Trump was way off his game in his effort to say something comforting or remotely plausible about the latest shootings. In his initial pair of tweets, he tried to connect the shootings to “desperately needed immigration reform,” and once again sought to scapegoat the media, contending that coverage has “contributed greatly to the anger and rage.” And in his scripted speech to the nation this morning, he kept invoking God, calling for “great” legislation, and declaring that we must assure that the murdered “shall not have died in vain”.
While there are plenty of haters out there, they are far from a majority of the electorate.
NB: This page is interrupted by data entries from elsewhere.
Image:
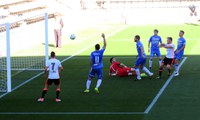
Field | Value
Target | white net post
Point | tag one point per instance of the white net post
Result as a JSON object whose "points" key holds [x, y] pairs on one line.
{"points": [[8, 57], [46, 37], [3, 64], [23, 50]]}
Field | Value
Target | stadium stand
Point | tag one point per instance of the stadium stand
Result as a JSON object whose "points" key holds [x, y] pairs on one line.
{"points": [[25, 10]]}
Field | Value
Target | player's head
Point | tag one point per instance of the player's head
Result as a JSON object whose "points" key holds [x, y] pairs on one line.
{"points": [[155, 32], [53, 55], [97, 47], [181, 33], [112, 59], [169, 40], [137, 38]]}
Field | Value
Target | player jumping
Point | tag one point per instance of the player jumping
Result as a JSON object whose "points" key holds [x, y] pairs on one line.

Trump’s responsibility for the wave of mayhem and his response to mass murder offends many Americans otherwise tempted to vote for him.
There is far too much defeatism on the Democratic side about the likelihood of Trump’s re-election. Most Americans are disgusted by the wave of grotesque hatred that Trump has engendered. The economy is beginning to turn against Trump as well.
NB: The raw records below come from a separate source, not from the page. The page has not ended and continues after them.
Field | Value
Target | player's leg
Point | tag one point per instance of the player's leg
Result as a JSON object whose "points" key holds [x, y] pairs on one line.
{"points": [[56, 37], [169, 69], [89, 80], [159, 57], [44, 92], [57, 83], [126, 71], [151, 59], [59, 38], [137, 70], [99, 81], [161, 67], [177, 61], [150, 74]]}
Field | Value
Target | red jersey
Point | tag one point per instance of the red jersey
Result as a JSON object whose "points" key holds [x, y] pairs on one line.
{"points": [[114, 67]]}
This week also saw the beginning of a Republican backlash against climate change denial as well as more House Republicans deciding to call it quits.
From Charlottesville to Parkland to Pittsburgh to El Paso to Dayton, there are too many innocent souls who did not volunteer to be martyrs to Trump. There is only one way for them not to have died in vain. It is to rid this nation of the pestilence that is Donald Trump.